Now you will stitch the lining together, with right sides together. No serging required for this fabric.

Here is the trickiest part of the bag (and it’s really not all that tricky): you will want to pinch each of the corners of the bag (liner and outer shell) so the seams are together and the corners form a point. Move in from the outer point about 1.5 inches and sew straight across. You will do this for all 4 corners (the two shell corners, the two lining corners). You can trim the tip off the edge as well once you’re done sewing.

This is what the corners look like once they are completed.

Here are the two pieces completed with corners snipped.

Now you can finish constructing your bag. Start by putting the lining inside of the shell, with wrong sides together. So you will turn your lining wrong side out and place inside the shell.

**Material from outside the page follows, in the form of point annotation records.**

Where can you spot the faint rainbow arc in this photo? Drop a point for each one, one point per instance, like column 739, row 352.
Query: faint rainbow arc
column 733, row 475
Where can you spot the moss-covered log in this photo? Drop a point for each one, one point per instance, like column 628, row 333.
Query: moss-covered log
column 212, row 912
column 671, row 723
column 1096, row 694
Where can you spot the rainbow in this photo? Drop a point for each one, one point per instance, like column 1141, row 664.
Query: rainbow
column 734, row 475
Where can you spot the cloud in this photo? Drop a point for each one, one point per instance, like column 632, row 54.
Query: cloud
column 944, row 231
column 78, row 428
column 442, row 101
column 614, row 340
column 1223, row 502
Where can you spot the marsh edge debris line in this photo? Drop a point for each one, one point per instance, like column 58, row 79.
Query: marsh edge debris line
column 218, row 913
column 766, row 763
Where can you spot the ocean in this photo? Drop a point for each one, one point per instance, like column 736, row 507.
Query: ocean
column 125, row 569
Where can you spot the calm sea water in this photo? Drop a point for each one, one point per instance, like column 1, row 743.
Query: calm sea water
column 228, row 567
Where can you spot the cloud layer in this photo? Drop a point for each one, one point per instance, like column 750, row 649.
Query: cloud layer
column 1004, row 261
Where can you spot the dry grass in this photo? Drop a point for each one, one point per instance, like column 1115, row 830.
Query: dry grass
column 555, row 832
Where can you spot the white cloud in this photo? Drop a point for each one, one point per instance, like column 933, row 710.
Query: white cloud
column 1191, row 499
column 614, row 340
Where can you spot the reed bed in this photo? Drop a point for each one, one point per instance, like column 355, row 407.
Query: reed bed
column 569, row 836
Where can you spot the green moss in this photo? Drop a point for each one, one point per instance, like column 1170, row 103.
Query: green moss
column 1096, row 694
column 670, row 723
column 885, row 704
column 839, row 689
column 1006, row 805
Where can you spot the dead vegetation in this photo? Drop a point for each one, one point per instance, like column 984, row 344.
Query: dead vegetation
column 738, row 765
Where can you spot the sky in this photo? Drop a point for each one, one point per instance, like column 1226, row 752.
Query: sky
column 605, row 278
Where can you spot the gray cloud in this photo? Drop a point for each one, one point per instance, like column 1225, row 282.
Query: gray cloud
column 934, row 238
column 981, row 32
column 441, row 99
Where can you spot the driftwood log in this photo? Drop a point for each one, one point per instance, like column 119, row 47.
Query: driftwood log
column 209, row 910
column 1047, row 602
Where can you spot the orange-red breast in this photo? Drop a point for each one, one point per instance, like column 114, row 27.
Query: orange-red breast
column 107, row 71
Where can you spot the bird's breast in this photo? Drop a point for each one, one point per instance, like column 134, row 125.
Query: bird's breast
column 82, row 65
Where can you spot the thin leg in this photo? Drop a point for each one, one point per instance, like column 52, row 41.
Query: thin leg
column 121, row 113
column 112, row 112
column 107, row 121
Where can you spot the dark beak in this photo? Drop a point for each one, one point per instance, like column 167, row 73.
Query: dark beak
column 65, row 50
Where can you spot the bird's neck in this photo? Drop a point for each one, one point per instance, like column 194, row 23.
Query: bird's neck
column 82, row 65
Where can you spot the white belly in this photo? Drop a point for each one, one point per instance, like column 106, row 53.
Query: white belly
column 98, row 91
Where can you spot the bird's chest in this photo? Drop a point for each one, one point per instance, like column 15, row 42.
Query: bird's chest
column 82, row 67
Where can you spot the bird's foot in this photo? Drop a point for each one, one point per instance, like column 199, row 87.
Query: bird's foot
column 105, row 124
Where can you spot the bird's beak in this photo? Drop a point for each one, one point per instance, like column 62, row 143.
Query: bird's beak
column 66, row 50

You may notice the lining is a little longer than the shell, so I just use my rotary cutter and take off the excess. It doesn’t have to be perfect.

Next you will form the straps of the bag. There are two methods but my favorite is to simply fold the fabric (right side out) in half longways, press with an iron, then fold in each end a second time. Stitch along the folded edge. Another option is to fold the fabric in half lengthwise with wrong sides together, stitch, and then turn the tube right side out and press flat.  I knew this would not work for the faux leather, though, because ironing doesn’t seem to want to flatten the fabric.

This is the outer edge of the strap that I’ve stitched.

This is a view of the strap once it’s completed.

To finish the bag you want to fold down your lining fabric and the shell fabric just 1/2″ or more, to form a clean edge along the top of the bag. One you’ve folded down both, pinning along the way, you can add in your straps before stitching. I placed the straps in about 2.5″ from each side seam.

If folding down the fabric doesn’t happen nicely for you, you can turn the bag inside out and stitch along the edge (folding the straps down into the bag this time instead, to account for it being inside out), leaving a 4 inch gap in your stitching. Then turn the bag right side out and press the seam flat. Topstitch along the edge, which will close the gap you’ve left. I prefer the other method as long as the fabric folds nicely. If I was using faux leather for this seam I would have to use the second method as, again, ironing doesn’t seem to work on this fabric.

Stitch along the folded edge and you’re all done!

You can dress this bag up by adding a tassel or some decorative buttons. I will be doing a blog post (hopefully before too long) on a more decorative tote bag. I may even add in a zipper!

I hope you’ve enjoyed this tutorial. Happy sewing!